Stephen Casey was an Irish sport rower and world champion professional wrestler. He was the second Irish wrestler, after Danno O’Mahoney, to become a world champion. He was World Heavyweight Champion for six years, while fighting in WWII. The statue was again the work of Valentiasculptor Alan Hall.
Sneem was a lovely little Irish village and the statues were a highlight.
“You’ll never find a rainbow if you’re looking down.”
Charlie Chaplin (1888- 1977)
A short stop in Waterville today. A small town on the Wild Atlantic Way, Western Ireland where Charlie Chaplin, English comic actor, filmmaker, and composer who rose to fame in the era of silent film, liked to holiday.
Day one of my Western Irish tour started in Clonakilty, birthplace of Micheal Collins (1890-1922), Irish revolutionary, soldier and politician who was a leading figure in the early-20th century struggle for Irish independence.
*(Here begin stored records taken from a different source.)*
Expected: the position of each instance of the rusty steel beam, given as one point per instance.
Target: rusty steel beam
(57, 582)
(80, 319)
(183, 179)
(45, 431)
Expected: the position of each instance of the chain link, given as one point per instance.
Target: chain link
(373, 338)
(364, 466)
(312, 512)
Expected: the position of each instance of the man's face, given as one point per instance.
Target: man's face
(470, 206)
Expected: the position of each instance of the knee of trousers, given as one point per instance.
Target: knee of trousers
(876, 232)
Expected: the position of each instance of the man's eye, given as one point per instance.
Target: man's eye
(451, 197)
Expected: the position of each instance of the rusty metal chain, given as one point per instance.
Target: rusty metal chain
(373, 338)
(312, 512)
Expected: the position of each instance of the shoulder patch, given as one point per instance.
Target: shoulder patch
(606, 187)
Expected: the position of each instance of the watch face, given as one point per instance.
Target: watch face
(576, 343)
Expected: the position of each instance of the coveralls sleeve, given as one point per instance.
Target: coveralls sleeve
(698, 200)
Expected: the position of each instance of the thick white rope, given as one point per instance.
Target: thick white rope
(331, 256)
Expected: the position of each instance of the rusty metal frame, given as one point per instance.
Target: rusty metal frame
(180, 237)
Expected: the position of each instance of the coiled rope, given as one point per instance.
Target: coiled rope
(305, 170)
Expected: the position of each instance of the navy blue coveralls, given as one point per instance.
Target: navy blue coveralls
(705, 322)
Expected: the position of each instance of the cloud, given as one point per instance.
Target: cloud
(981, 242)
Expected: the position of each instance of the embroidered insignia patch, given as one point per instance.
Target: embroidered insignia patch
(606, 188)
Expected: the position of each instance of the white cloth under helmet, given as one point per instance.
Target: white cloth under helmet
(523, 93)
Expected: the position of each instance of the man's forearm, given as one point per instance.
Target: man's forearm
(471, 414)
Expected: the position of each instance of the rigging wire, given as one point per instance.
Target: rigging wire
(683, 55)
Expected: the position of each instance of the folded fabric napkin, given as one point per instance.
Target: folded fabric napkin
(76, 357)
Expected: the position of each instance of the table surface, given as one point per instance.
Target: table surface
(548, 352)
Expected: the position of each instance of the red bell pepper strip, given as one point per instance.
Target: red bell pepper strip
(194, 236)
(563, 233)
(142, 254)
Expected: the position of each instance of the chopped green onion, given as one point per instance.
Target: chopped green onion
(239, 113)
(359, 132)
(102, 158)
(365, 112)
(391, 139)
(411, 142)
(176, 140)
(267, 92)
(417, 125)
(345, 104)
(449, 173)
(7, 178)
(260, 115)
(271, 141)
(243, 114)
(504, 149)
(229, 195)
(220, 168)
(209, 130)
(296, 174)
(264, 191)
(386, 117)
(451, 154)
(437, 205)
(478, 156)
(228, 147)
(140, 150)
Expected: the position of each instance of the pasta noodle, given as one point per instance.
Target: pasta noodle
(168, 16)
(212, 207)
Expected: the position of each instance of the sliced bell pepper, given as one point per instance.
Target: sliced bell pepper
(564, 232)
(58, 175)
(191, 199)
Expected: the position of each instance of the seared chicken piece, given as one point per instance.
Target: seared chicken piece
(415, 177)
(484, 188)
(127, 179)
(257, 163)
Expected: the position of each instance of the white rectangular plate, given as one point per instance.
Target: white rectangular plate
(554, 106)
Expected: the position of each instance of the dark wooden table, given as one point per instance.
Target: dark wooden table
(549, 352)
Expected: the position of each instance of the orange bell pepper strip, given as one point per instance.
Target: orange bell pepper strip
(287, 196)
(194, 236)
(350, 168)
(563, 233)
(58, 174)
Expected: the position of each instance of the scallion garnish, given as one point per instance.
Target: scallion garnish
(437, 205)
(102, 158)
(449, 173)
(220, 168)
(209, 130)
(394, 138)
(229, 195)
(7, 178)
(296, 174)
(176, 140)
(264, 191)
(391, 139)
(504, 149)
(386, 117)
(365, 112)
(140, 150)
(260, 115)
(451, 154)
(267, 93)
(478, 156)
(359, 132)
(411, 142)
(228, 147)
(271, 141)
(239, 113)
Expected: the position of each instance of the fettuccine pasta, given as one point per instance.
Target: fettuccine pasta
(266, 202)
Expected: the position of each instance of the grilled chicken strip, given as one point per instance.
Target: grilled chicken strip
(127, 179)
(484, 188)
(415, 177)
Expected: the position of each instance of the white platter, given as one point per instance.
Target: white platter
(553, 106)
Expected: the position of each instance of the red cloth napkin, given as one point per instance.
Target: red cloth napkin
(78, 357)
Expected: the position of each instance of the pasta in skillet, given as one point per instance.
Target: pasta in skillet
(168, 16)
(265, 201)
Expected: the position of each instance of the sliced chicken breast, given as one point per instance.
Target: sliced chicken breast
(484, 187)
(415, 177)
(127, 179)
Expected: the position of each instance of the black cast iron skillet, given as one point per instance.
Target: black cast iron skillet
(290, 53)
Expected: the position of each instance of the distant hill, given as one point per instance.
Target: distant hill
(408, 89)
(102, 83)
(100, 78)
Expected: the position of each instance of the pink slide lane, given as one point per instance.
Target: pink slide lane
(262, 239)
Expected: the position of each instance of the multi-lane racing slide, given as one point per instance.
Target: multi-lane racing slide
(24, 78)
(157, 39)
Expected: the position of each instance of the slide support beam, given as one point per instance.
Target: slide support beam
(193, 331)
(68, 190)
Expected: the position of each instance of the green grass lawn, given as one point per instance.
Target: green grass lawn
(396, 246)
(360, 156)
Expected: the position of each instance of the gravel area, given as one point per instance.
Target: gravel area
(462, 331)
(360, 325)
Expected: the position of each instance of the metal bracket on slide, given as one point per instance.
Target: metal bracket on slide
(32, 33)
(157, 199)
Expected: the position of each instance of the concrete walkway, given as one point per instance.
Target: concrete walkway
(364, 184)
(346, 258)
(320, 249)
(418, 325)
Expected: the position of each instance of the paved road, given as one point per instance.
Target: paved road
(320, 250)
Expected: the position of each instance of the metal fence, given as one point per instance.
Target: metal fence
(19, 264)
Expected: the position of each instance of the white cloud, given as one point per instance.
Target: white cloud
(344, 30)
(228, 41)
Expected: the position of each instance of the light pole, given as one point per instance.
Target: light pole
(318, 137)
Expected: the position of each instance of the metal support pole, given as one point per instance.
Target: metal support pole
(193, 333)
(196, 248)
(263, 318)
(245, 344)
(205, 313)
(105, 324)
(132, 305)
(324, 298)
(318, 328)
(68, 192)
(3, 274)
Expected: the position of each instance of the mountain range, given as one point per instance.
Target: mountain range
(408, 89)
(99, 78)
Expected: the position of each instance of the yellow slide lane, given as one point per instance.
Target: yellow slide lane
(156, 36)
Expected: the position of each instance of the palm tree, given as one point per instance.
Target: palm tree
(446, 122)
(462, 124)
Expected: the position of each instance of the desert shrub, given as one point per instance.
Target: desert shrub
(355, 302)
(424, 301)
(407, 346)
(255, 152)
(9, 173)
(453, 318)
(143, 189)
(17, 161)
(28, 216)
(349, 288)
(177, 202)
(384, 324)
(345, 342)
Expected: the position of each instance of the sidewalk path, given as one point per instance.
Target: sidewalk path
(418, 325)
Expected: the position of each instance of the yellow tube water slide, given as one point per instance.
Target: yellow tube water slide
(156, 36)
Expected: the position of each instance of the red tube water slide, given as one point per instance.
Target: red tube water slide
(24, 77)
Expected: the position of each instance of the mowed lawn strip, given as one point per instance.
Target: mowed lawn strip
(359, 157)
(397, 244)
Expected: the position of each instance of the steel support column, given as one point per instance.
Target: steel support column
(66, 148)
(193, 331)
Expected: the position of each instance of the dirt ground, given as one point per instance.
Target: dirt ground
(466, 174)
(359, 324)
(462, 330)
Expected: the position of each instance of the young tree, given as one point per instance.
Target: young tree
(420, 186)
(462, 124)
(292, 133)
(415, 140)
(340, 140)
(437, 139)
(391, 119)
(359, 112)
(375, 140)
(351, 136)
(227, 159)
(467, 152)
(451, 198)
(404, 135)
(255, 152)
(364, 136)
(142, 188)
Next stop was Timoleague, a small village where the ruins of a thirteenth century Franciscan abbey stands picturesquely at the waters edge.
Kinsale, a harbour town with a maze of narrow streets and an eclectic mix of bars, restaurants and shops was the next stop.
It was raining hard during my visit here, but it’s Western Ireland and it’s October… It took nothing away from the beauty of the location.
Last stop of the day was Charles Fort, just outside of Kinsale. A star-shaped military fortress that has stood firm for centuries. It was raining even harder by now, but the fort was totally worth getting drenched for.
Despite being partially ruined, you could imagine the soldiers and their families living in this fortress.